Rafah border crossing Sinai Gaza370 (photo credit: Reuters)
Rafah border crossing Sinai Gaza370
(photo credit: Reuters)
If Egyptian sources are to be believed, it was an Israeli drone that killed four terrorists belonging to the al-Qaida-affiliated Ansar Bayt al-Maqdis organization on Friday as they prepared to fire rockets at Israel from northern Sinai.
Defense Minister Moshe Ya’alon, who neither confirmed nor denied that the IAF was responsible for the attack, issued a response on Saturday that underscores the dilemma Israel faces in dealing with the threat emanating from the Sinai Peninsula.
“The State of Israel respects Egypt’s full sovereignty,” Ya’alon said. “We will not allow rumors and speculations, which have developed in the past 24 hours, to harm the peace treaty between the two countries.”
On the one hand, Israel has a moral obligation to defend its citizens from rocket attacks launched from Sinai – particularly in the case of a “ticking bomb” as was, apparently, the situation on Friday. At the same time, protecting the groundbreaking peace agreement signed with Egypt in 1979 is a vital Israeli interest. But according to that agreement, Israel is forbidden to stage military incursions in Sinai.
Successive Israeli governments have meticulously adhered to these guidelines over the three decades since Menachem Begin and Anwar Sadat made a cold but stable peace. As the security situation in Sinai has deteriorated, however, particularly after the ouster of Hosni Mubarak, Israel has increasingly been forced to divert resources to combating the threat from the south.
Besides accelerating the construction of an NIS 1.5 billion security fence running along the 240-km. border with Egypt, it has deployed one of the IDF’s Iron Dome anti-missile batteries near Eilat, doubled the combat strength of the Edom Division on the frontier, created a new brigade to protect the Eilat area, and beefed up its intelligence network.
These steps have had only limited impact and do nothing to counter the empowerment of a myriad of new forces that have seized control of the Sinai Peninsula from the Egyptian government, from Beduin Salafists and global jihadists to al-Qaida-affiliated organizations.

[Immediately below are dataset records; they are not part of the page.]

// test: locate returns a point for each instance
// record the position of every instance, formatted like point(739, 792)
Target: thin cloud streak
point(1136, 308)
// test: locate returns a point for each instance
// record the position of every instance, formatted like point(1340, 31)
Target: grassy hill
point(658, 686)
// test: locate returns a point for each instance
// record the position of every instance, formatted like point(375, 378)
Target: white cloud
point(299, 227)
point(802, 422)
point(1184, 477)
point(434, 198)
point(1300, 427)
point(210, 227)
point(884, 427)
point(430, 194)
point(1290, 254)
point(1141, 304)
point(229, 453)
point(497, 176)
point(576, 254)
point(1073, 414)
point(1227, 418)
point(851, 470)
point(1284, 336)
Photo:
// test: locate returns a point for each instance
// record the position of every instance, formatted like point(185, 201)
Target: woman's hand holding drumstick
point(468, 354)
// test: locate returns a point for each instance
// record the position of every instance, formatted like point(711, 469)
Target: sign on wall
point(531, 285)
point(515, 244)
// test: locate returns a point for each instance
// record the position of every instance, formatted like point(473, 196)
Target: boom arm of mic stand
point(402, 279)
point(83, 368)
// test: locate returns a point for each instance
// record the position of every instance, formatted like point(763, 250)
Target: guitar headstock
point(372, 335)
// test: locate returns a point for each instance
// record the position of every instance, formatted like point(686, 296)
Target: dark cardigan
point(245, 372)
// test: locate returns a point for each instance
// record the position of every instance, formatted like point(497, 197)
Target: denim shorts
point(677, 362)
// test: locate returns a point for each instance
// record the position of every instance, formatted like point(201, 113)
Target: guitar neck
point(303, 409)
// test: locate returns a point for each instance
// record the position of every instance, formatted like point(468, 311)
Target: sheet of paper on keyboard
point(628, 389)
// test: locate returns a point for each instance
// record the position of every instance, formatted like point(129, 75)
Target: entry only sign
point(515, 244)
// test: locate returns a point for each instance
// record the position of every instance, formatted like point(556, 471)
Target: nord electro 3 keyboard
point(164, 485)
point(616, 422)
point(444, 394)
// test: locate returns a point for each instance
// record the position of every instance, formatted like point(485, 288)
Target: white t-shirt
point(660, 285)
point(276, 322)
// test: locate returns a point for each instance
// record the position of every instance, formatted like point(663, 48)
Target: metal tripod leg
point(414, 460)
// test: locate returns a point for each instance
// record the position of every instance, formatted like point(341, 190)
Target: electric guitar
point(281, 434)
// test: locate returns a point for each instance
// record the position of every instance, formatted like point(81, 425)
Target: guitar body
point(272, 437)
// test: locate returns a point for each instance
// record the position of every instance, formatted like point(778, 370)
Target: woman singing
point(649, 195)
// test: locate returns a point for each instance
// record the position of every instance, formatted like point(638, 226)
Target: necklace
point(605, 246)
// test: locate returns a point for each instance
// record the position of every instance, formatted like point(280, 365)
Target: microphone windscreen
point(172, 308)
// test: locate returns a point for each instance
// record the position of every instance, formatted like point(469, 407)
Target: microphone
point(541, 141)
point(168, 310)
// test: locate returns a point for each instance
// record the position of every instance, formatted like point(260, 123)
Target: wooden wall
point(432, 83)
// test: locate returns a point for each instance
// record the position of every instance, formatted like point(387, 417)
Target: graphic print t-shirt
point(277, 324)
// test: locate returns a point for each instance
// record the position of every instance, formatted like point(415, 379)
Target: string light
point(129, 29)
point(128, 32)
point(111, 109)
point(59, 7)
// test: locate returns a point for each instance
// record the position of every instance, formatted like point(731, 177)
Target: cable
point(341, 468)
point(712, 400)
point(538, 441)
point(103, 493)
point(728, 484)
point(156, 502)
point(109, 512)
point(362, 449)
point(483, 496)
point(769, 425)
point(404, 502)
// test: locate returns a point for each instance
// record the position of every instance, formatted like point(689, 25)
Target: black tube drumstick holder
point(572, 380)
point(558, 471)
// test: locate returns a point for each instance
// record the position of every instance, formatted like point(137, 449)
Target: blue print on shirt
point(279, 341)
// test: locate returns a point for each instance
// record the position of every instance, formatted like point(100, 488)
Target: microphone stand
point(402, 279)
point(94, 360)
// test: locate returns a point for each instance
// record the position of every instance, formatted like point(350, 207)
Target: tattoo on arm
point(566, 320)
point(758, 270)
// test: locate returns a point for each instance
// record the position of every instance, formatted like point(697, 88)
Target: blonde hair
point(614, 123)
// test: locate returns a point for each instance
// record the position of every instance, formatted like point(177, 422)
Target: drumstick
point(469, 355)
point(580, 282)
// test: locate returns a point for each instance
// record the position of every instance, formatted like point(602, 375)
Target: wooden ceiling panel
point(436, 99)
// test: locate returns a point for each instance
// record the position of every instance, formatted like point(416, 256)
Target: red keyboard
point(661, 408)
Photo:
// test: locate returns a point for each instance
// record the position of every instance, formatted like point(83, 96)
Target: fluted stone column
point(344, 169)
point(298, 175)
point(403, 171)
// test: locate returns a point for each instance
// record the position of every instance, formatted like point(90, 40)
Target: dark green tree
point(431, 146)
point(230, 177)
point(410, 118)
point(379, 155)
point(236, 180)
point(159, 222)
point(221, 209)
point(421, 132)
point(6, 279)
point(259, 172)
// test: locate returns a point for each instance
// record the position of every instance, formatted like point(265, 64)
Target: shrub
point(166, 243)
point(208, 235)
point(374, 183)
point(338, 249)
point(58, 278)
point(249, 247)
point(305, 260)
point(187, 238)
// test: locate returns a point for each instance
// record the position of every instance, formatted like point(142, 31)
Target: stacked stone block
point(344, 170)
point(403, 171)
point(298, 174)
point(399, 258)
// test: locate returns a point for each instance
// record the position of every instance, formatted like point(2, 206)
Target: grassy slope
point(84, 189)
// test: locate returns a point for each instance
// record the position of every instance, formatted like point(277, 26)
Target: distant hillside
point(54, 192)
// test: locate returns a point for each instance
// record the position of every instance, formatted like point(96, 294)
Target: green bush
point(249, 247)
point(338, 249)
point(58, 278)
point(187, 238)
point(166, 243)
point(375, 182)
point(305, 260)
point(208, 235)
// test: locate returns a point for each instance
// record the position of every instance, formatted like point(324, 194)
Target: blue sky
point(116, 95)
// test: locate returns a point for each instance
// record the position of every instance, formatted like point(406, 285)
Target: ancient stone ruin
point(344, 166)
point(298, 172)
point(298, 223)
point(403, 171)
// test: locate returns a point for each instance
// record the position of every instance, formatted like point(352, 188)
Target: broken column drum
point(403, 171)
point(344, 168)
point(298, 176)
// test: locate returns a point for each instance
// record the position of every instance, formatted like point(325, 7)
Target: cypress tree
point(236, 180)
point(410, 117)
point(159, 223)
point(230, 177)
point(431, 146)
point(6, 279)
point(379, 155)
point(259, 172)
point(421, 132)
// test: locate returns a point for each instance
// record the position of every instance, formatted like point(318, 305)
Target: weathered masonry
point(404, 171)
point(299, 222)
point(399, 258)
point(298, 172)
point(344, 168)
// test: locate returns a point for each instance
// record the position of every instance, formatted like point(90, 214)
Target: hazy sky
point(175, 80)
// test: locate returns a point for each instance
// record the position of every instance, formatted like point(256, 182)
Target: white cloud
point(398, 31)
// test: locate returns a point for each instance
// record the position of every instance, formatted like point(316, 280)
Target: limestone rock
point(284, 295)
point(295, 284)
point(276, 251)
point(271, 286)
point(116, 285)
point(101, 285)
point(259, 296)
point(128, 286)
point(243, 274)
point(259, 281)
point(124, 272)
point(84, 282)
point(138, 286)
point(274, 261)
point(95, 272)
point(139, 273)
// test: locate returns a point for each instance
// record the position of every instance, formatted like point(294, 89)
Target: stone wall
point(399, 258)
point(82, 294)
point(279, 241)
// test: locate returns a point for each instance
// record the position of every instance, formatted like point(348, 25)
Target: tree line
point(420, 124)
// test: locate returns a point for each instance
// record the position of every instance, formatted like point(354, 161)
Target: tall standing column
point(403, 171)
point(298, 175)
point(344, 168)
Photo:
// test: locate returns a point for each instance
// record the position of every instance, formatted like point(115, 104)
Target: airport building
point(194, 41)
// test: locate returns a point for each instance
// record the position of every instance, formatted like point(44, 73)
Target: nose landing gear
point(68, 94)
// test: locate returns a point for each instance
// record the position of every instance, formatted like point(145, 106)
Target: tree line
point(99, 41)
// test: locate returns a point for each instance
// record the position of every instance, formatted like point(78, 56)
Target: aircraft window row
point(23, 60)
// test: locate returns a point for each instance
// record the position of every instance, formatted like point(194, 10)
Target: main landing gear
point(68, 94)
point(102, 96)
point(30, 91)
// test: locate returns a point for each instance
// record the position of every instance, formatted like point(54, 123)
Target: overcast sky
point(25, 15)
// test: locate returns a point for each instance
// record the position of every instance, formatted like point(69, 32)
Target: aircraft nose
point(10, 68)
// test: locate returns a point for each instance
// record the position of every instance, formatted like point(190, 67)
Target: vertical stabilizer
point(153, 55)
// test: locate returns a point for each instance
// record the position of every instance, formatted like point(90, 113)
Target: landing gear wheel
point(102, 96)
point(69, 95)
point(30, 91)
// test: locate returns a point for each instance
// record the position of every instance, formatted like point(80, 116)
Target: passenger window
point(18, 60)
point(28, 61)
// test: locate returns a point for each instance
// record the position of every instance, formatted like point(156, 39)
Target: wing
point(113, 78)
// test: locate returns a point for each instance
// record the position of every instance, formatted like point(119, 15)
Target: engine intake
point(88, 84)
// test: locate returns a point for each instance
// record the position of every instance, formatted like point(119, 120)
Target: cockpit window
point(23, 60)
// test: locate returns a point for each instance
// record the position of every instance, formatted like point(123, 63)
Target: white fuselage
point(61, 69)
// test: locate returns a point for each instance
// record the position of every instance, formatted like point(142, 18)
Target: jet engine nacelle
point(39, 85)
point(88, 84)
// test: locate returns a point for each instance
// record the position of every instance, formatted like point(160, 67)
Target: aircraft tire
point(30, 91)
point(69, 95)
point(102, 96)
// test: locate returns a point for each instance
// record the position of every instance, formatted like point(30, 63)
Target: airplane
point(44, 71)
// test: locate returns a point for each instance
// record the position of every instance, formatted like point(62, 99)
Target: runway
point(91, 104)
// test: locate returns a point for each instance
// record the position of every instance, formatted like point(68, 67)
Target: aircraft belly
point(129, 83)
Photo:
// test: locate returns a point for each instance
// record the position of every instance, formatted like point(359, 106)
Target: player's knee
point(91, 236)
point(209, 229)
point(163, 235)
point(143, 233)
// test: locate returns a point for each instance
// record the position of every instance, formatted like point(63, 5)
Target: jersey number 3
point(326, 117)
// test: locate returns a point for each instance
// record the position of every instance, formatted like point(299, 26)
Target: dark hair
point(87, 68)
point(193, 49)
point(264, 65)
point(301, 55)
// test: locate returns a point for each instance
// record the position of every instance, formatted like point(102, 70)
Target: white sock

Indeed, the more aggressive defense of our border against drugs and arms smuggling has actually strengthened the economic ties among various Islamist groups in Sinai and the Hamas-controlled Gaza Strip.
Some argue that the improved ties between Gaza and Sinai are in Israel’s interest. By blocking our border with Gaza and by encouraging ties between Gaza and Sinai, Israel would help the Strip’s population shift its aspirations for living space from Israel (“Palestine”) to northern Sinai, and resolve its problems of overcrowding at Sinai’s expense.
This, however, is a risky tactic. An emboldened Hamas could hardly be expected to desist from terrorist attacks against the Jewish state.
Egypt’s remilitarization of Sinai, particularly in the wake of Mohamed Morsi’s ouster and the return of the military to power, seems preferable, or the “least worst” alternative, from Israel’s perspective.
Indeed, Israel has agreed to alter the terms of the Camp David peace treaty, allowing Egypt to deploy several armed battalions in the “demilitarized” northeastern Sinai, and has permitted Egyptian soldiers to be positioned at dozens of border posts, hitherto manned only by civilian police. And the generals who have replaced the Muslim Brotherhood at Egypt’s helm have taken a much more aggressive tack against the Islamists in Sinai.
Israel and the present Egyptian leadership have a common interest in neutralizing terrorist groups operating in Sinai, though Cairo could never admit to coordinating military actions with Israel against the Islamists. Still, Egyptian officials tipped off Israel of a potential rocket attack against the Eilat Airport, resulting in its temporary closure last Thursday.
As part of the battle against Sinai’s Islamists, Israel and Egypt have agreed secretly or publicly to alterations to the Camp David accords. It seems the old arrangements underpinning security relations between the two countries are out-dated and ill-suited to an era when a quasistate run by Hamas has emerged in Gaza and when a hodgepodge of Beduin clans, al-Qaida-affiliated organizations and Salafists have filled the security vacuum in Sinai. Perhaps the time has come for Egypt and Israel to rethink these arrangements in an effort to confront the challenges emanating from Sinai.